The lions in the ancient arena were sometimes the hunters — of, say, Christian martyrs or others who had been deemed criminals in the Roman world. Then at other times, the lions were the hunted – for instance, during elaborate gladiatorial games that pitted man and beast for entertainment. And that gets us to, perhaps, the most important component of all: the spectators.
No arena could ever exist without spectators, as basic supply and demand logic reminds us. At the same time, what is in the arena shapes the spectators themselves, sometimes in unexpected ways. Augustine wrote about the emotionally and spiritually dangerous nature of the arena and its blood sports in his Confessions, mentioning a friend who developed an all-consuming addiction. It is an important warning tale for any of us in the modern virtual arena, as we surround ourselves with too much information, some of it decidedly untrustworthy. So, on this blog we contend that what we present to our “spectators” matters for their minds and souls as much as our own.
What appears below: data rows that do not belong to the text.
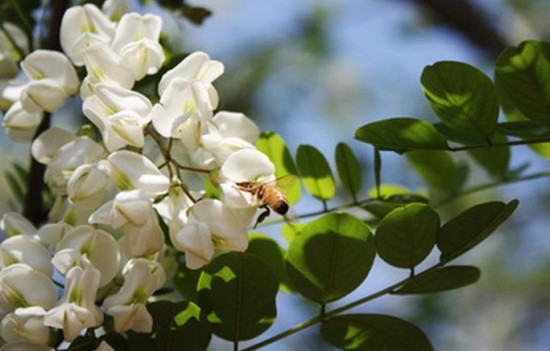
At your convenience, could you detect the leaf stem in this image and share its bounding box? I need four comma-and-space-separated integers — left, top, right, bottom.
241, 260, 448, 351
447, 138, 550, 152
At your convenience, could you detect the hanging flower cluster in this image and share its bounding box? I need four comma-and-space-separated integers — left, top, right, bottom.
0, 4, 275, 349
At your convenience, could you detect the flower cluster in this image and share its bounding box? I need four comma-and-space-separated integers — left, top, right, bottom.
0, 2, 275, 349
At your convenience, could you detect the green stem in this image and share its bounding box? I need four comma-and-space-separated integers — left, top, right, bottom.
447, 138, 550, 152
0, 22, 28, 61
9, 0, 32, 33
434, 170, 550, 207
241, 260, 448, 351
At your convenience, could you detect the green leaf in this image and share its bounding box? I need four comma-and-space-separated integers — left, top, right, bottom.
335, 143, 362, 200
405, 150, 459, 193
246, 233, 296, 290
256, 131, 302, 204
355, 117, 449, 154
362, 194, 434, 219
497, 120, 550, 139
374, 203, 440, 268
420, 61, 499, 140
127, 301, 212, 351
437, 200, 519, 261
468, 132, 510, 179
321, 314, 433, 351
181, 3, 212, 24
296, 145, 336, 201
197, 252, 279, 340
495, 40, 550, 127
395, 266, 481, 295
286, 213, 376, 303
281, 221, 305, 244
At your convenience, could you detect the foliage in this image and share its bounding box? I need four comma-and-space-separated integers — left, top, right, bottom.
0, 1, 550, 350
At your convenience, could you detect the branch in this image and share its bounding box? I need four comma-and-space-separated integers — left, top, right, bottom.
413, 0, 508, 57
23, 0, 70, 225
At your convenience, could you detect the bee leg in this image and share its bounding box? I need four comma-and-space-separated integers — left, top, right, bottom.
254, 206, 271, 229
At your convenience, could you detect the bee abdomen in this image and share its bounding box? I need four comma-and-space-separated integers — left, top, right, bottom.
274, 201, 288, 216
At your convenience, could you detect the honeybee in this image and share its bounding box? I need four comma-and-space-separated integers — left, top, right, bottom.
237, 174, 298, 229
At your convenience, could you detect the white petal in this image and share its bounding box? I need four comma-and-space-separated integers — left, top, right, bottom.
60, 4, 115, 66
214, 111, 260, 144
0, 212, 37, 236
158, 51, 224, 96
220, 149, 275, 183
107, 151, 170, 196
2, 101, 43, 143
0, 235, 53, 277
21, 79, 68, 113
31, 127, 76, 164
21, 50, 80, 95
0, 263, 57, 312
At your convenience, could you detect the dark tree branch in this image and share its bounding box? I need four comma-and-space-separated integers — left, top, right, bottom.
23, 0, 70, 225
413, 0, 508, 57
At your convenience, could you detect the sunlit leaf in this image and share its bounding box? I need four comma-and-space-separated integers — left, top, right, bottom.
174, 259, 201, 303
296, 145, 336, 201
246, 233, 296, 290
256, 131, 302, 204
437, 200, 519, 260
374, 204, 440, 268
181, 3, 212, 24
405, 150, 460, 193
335, 143, 362, 199
196, 252, 279, 340
495, 40, 550, 127
321, 314, 433, 351
286, 213, 375, 303
355, 117, 448, 153
361, 194, 428, 219
420, 61, 499, 140
127, 301, 211, 351
395, 266, 481, 295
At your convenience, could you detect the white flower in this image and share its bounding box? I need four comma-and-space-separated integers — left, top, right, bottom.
0, 212, 37, 236
89, 189, 152, 229
67, 164, 108, 209
21, 50, 80, 113
0, 263, 57, 312
158, 51, 224, 96
111, 13, 164, 80
0, 306, 50, 345
82, 84, 152, 151
44, 266, 103, 341
0, 235, 53, 277
52, 225, 119, 287
2, 101, 43, 143
171, 199, 255, 269
103, 259, 164, 333
220, 149, 275, 208
192, 111, 260, 168
36, 222, 73, 251
60, 4, 115, 66
101, 0, 130, 21
80, 43, 135, 99
31, 128, 105, 195
107, 150, 170, 196
154, 187, 193, 238
88, 190, 164, 257
0, 22, 29, 79
152, 79, 218, 150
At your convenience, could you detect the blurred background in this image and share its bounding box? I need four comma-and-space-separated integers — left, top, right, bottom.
0, 0, 550, 351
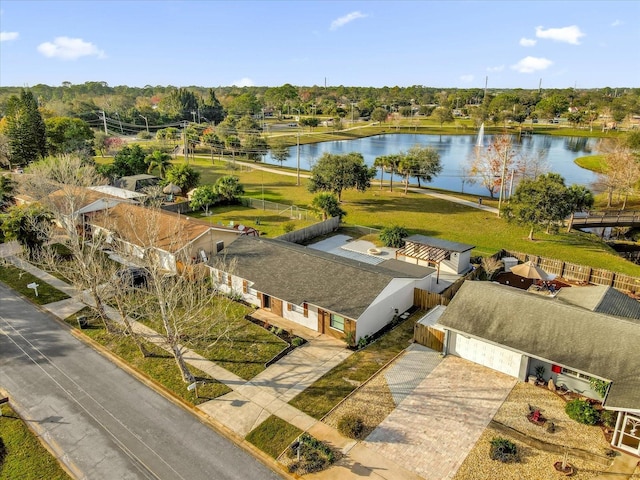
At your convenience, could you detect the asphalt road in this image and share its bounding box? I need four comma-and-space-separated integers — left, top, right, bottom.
0, 285, 280, 480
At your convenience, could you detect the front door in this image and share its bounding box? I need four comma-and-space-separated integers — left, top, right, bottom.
618, 413, 640, 455
271, 298, 282, 317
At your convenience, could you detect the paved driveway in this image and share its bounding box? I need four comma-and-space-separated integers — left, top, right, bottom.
365, 356, 517, 480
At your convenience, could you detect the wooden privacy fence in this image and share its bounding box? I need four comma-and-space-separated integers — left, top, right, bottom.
494, 250, 640, 293
413, 323, 444, 352
413, 268, 482, 310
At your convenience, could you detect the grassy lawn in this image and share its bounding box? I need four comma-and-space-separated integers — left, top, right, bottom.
574, 155, 606, 173
65, 308, 231, 405
246, 415, 302, 458
289, 312, 423, 419
0, 265, 69, 305
188, 205, 318, 238
0, 404, 71, 480
140, 297, 287, 380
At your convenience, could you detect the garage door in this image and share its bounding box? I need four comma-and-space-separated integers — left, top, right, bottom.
449, 332, 522, 378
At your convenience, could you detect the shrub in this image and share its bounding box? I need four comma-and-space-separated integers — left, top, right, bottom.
287, 433, 335, 475
589, 377, 609, 398
380, 225, 409, 248
489, 437, 518, 463
600, 410, 618, 428
338, 414, 364, 439
564, 398, 600, 425
358, 335, 370, 349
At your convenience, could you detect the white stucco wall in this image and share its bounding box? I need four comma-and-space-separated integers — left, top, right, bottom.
356, 278, 416, 342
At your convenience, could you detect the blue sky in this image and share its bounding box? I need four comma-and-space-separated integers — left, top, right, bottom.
0, 0, 640, 89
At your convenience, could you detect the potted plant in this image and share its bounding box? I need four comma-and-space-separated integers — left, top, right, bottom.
553, 447, 575, 477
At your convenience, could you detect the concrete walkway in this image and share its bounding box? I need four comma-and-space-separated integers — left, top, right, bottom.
0, 258, 421, 480
593, 452, 640, 480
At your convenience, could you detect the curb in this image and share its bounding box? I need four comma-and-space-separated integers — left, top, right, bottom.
0, 282, 300, 480
0, 387, 84, 480
66, 326, 299, 479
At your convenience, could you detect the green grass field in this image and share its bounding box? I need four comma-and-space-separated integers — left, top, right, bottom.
65, 307, 231, 405
289, 312, 424, 419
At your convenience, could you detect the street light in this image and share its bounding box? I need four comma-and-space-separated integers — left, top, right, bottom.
138, 115, 149, 133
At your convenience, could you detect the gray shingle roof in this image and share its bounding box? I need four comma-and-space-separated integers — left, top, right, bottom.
218, 237, 433, 319
405, 235, 473, 252
557, 285, 640, 320
438, 281, 640, 410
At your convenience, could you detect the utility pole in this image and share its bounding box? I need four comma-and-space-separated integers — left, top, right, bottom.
296, 132, 300, 186
498, 144, 509, 217
140, 115, 149, 133
182, 120, 189, 165
100, 110, 109, 135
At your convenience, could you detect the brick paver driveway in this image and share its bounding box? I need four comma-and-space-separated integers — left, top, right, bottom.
365, 356, 517, 480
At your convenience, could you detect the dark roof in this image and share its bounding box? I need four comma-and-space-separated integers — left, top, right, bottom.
405, 235, 473, 252
438, 281, 640, 410
556, 285, 640, 320
218, 236, 433, 319
115, 173, 161, 192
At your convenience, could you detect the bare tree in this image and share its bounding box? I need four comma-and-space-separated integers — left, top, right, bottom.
596, 141, 640, 209
469, 135, 518, 198
20, 155, 116, 330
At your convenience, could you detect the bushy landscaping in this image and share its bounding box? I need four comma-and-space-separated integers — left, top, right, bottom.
0, 404, 71, 480
565, 398, 600, 425
246, 415, 302, 458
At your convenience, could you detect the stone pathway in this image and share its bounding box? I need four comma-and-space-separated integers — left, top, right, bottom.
363, 356, 517, 480
384, 343, 442, 406
0, 252, 420, 480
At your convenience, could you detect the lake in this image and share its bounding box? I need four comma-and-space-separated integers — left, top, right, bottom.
265, 134, 597, 195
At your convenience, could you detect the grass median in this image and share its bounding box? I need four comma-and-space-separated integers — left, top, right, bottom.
0, 404, 71, 480
0, 264, 69, 305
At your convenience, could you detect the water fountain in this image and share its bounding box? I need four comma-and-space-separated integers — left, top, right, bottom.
476, 122, 484, 147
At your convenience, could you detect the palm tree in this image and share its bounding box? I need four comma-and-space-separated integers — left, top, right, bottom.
144, 150, 171, 178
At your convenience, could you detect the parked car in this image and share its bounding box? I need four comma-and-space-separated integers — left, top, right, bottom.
112, 267, 151, 288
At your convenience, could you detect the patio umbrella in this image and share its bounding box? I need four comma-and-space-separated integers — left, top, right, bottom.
162, 183, 182, 195
511, 261, 549, 280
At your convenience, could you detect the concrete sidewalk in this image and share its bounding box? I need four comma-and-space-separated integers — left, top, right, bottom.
5, 255, 421, 480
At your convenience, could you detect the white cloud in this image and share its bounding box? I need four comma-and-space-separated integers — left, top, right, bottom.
536, 25, 585, 45
329, 11, 367, 30
38, 37, 105, 60
511, 57, 553, 73
231, 77, 255, 87
0, 32, 18, 42
520, 37, 538, 47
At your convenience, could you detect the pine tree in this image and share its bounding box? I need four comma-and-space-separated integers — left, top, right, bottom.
6, 89, 47, 165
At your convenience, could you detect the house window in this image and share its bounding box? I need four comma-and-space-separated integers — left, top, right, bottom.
562, 367, 591, 380
330, 313, 344, 332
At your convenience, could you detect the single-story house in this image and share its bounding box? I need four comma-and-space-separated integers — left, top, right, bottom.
438, 281, 640, 455
396, 235, 473, 275
84, 203, 242, 273
114, 173, 161, 192
212, 236, 435, 342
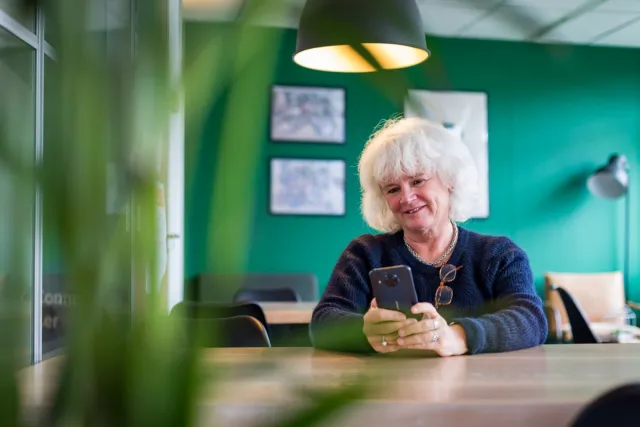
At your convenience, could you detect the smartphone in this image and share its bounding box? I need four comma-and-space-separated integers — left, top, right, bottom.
369, 265, 422, 319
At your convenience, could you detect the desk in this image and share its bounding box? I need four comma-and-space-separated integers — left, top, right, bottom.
16, 344, 640, 427
257, 302, 318, 325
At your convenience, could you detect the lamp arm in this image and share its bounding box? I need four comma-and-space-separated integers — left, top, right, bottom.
624, 179, 631, 299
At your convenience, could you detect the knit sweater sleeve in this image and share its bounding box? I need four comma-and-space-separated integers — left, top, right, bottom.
310, 239, 373, 353
452, 245, 548, 354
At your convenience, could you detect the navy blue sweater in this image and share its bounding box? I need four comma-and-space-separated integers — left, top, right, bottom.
310, 227, 548, 354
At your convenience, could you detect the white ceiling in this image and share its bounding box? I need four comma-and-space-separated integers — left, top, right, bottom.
183, 0, 640, 47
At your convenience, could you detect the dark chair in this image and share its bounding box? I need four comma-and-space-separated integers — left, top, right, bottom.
233, 288, 300, 302
571, 383, 640, 427
177, 316, 271, 347
171, 301, 269, 331
551, 285, 600, 344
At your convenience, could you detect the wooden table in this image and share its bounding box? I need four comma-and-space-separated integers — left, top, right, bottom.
258, 302, 317, 325
21, 344, 640, 427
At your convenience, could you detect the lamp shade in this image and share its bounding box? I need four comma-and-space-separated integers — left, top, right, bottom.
587, 154, 629, 199
293, 0, 430, 73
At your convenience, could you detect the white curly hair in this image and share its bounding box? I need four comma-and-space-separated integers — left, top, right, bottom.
358, 117, 478, 232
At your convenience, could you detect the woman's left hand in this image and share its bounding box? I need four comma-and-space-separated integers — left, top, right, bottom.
396, 303, 468, 356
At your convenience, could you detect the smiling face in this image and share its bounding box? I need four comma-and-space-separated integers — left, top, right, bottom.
382, 174, 451, 232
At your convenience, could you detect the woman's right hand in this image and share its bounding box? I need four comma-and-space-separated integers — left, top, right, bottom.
362, 298, 417, 353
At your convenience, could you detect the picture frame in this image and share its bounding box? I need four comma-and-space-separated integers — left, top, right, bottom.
269, 84, 346, 144
269, 157, 346, 216
404, 90, 490, 219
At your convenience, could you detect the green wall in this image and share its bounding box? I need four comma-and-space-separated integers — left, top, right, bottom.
185, 23, 640, 300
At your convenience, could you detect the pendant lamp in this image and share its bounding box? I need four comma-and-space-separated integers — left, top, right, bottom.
293, 0, 430, 73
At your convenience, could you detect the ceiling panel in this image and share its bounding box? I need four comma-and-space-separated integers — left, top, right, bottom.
541, 11, 640, 43
182, 0, 640, 47
505, 0, 592, 9
418, 4, 487, 36
416, 0, 504, 9
594, 0, 640, 12
597, 20, 640, 47
461, 5, 570, 40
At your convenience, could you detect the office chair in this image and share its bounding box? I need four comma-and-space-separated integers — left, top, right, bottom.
551, 285, 600, 344
178, 316, 271, 347
233, 288, 300, 302
171, 301, 269, 331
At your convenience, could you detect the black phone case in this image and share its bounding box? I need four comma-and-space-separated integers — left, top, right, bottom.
369, 265, 422, 319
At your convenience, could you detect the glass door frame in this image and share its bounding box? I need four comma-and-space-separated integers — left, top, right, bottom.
0, 1, 56, 364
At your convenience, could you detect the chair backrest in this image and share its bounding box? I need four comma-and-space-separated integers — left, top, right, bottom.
545, 271, 625, 324
552, 286, 600, 344
569, 382, 640, 427
178, 316, 271, 347
171, 301, 269, 330
191, 273, 319, 302
233, 288, 300, 302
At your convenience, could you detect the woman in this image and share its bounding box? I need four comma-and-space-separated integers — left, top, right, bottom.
310, 118, 547, 356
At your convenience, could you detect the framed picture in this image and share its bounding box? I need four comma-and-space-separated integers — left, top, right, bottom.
270, 85, 346, 144
404, 90, 489, 218
269, 157, 346, 216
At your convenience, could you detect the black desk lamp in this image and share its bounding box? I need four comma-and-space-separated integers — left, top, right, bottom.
293, 0, 430, 73
587, 154, 631, 300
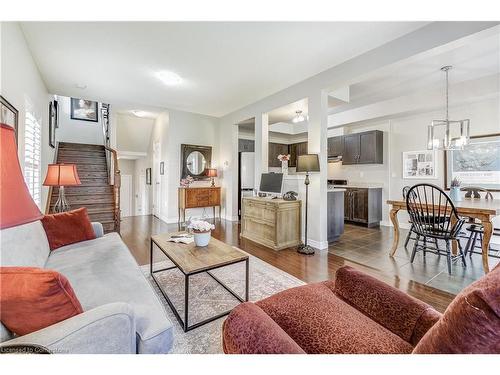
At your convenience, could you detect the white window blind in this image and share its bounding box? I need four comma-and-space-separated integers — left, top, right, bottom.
24, 111, 42, 207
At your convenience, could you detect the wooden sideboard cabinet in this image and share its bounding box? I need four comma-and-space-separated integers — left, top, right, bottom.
178, 186, 221, 223
241, 197, 302, 250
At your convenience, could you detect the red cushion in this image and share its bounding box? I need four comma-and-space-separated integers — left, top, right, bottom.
42, 207, 95, 250
0, 267, 83, 335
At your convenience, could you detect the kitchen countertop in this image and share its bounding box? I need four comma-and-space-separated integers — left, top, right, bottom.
333, 182, 383, 189
328, 187, 346, 193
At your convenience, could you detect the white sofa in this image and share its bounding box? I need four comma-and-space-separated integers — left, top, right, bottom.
0, 221, 173, 353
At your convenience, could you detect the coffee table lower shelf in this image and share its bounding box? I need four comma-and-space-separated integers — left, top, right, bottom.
149, 241, 249, 332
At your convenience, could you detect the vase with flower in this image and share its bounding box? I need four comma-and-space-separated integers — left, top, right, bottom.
188, 220, 215, 247
278, 154, 290, 176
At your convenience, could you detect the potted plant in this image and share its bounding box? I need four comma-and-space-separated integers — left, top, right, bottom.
278, 154, 290, 176
450, 177, 462, 202
188, 220, 215, 247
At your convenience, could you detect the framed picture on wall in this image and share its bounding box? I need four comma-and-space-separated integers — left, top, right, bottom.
444, 133, 500, 191
403, 150, 437, 179
49, 102, 57, 148
71, 98, 99, 122
0, 95, 19, 148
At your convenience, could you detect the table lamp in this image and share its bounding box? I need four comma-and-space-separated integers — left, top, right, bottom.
297, 154, 319, 255
207, 168, 217, 186
43, 164, 81, 212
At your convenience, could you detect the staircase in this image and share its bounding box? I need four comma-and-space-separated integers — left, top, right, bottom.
46, 142, 120, 233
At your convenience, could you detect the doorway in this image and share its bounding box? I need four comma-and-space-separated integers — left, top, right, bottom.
153, 142, 161, 218
120, 174, 132, 217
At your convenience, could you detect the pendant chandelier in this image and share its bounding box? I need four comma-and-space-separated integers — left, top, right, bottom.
427, 65, 470, 150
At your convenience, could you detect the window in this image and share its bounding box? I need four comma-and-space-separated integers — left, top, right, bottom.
24, 111, 42, 207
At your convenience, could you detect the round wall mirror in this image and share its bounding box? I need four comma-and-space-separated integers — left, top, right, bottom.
186, 151, 207, 176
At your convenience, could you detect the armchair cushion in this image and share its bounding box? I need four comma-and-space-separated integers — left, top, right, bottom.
256, 282, 413, 354
0, 267, 83, 335
334, 266, 441, 345
42, 207, 96, 250
222, 302, 305, 354
414, 266, 500, 354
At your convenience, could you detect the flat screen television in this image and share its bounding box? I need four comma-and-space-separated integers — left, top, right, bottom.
259, 173, 283, 194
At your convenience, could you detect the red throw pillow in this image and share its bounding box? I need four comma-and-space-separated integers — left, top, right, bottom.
42, 207, 95, 250
0, 267, 83, 335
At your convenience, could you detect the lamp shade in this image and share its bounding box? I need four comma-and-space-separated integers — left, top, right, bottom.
297, 154, 319, 172
207, 168, 217, 177
43, 164, 81, 186
0, 124, 43, 229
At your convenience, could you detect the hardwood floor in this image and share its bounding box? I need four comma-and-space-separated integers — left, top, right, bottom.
121, 216, 454, 311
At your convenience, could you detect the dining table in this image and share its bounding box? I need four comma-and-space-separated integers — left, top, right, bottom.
387, 198, 500, 273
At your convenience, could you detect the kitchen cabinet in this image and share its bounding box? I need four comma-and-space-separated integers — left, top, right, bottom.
328, 130, 384, 165
268, 142, 288, 167
327, 189, 344, 242
238, 139, 255, 152
328, 135, 344, 157
344, 187, 382, 227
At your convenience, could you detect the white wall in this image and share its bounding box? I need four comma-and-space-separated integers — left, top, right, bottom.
0, 22, 54, 212
118, 159, 138, 216
328, 97, 500, 226
148, 110, 221, 223
116, 113, 155, 152
219, 22, 495, 248
56, 96, 104, 145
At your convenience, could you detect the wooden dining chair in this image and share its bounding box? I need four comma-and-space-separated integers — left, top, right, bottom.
406, 184, 466, 275
402, 186, 439, 251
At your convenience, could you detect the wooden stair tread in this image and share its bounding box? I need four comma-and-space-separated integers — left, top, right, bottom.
49, 142, 119, 233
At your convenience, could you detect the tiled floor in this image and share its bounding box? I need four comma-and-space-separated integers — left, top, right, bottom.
329, 225, 499, 294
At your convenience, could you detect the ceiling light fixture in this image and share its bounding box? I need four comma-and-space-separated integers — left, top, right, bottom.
292, 111, 306, 124
156, 70, 182, 86
132, 110, 148, 117
427, 65, 470, 150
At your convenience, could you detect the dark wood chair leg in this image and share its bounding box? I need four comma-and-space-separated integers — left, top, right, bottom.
405, 224, 413, 249
446, 240, 451, 275
457, 240, 467, 267
410, 234, 420, 263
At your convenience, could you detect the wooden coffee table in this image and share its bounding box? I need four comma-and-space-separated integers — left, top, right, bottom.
149, 232, 249, 332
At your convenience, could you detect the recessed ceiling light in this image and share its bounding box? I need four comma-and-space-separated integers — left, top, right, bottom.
132, 110, 148, 117
156, 70, 182, 86
292, 111, 306, 124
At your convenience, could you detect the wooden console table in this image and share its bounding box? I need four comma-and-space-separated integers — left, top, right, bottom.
178, 186, 221, 224
241, 197, 302, 250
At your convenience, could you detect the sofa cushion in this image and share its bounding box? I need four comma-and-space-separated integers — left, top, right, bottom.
256, 283, 413, 354
414, 264, 500, 354
46, 233, 173, 353
0, 267, 83, 335
42, 207, 96, 250
0, 220, 50, 268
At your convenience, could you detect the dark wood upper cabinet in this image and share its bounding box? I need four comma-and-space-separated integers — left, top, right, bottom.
328, 135, 344, 156
268, 142, 288, 167
342, 134, 360, 165
328, 130, 384, 165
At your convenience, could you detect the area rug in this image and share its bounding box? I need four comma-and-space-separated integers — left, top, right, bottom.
141, 251, 305, 354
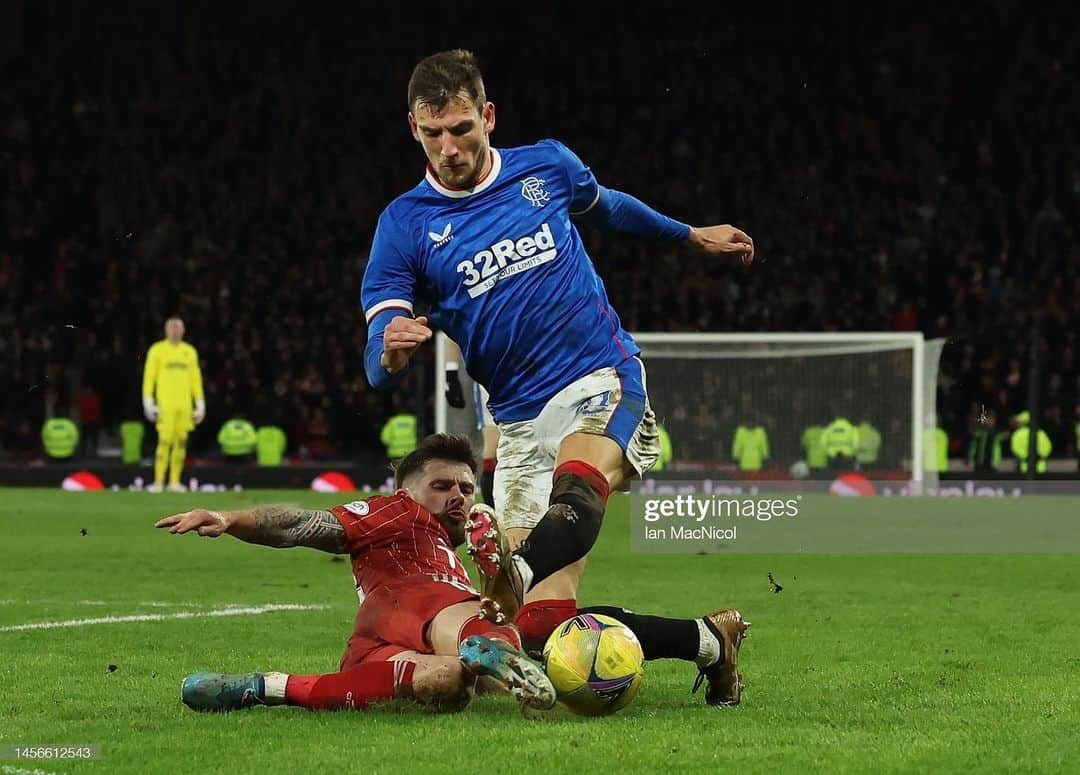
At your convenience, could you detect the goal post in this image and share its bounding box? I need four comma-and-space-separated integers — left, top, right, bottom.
435, 331, 943, 491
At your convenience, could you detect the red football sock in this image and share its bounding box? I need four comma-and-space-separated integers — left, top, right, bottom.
285, 660, 416, 710
514, 600, 578, 651
458, 616, 522, 649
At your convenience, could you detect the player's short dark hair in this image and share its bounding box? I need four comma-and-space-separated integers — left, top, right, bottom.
408, 49, 487, 110
394, 433, 476, 487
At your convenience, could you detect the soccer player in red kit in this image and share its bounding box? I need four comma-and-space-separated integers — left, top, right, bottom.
156, 434, 555, 710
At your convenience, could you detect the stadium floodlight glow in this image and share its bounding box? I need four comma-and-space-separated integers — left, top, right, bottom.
435, 331, 944, 488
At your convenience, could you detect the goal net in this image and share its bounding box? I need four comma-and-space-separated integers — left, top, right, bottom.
435, 332, 943, 486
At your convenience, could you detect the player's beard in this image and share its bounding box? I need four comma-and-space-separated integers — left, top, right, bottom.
438, 512, 465, 548
438, 142, 491, 189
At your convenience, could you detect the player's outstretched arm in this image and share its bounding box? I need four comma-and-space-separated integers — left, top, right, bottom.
153, 506, 347, 554
686, 223, 754, 266
379, 315, 432, 373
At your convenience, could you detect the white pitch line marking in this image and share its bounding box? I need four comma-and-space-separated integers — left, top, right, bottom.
0, 603, 329, 633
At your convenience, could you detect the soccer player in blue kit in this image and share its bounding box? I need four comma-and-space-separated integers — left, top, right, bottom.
361, 50, 754, 705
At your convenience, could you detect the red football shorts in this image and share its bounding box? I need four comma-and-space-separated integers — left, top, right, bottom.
339, 580, 480, 670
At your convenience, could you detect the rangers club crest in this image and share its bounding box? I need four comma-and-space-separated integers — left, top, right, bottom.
522, 175, 551, 207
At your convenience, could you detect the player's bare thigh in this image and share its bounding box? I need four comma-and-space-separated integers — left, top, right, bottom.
387, 651, 476, 711
419, 600, 507, 694
426, 600, 480, 658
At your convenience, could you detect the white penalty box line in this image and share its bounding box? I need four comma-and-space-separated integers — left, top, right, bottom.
0, 603, 329, 633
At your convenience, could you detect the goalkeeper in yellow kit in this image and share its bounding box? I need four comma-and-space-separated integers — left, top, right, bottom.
143, 317, 206, 492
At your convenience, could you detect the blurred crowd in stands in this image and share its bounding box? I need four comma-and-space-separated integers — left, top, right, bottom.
0, 0, 1080, 468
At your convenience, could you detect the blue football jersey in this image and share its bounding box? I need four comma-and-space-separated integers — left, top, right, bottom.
362, 140, 639, 422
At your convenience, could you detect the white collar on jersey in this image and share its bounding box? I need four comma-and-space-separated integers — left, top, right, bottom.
423, 148, 502, 199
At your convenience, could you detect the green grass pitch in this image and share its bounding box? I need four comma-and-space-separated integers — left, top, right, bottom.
0, 489, 1080, 774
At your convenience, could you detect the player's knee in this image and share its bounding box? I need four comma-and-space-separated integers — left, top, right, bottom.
413, 660, 476, 713
548, 460, 610, 561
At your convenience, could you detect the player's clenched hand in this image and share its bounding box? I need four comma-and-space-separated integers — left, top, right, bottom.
153, 508, 229, 539
687, 223, 754, 266
379, 315, 431, 373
But there is one last and, perhaps, most important dimension to consider. For something so simple in the Roman world as knowing who plays which role in the arena, has become so complicated in our own world. In the modern culture wars, as they touch on the realms of entertainment, interpretation of the historical past, and politics, who are the lions? Who are the spectators? And who are the martyrs? Everyone would like to think of themselves as the last category, but at least part of the time, they are sorely mistaken. The result is a more vicious sport than any that the ancient arenas have ever seen, even if no blood is being shed.
And so, on this blog, brief snapshots from this conflicted arena will follow. Observe at your own risk, from a safe distance. The Lion is never safe, as C.S. Lewis reminds us.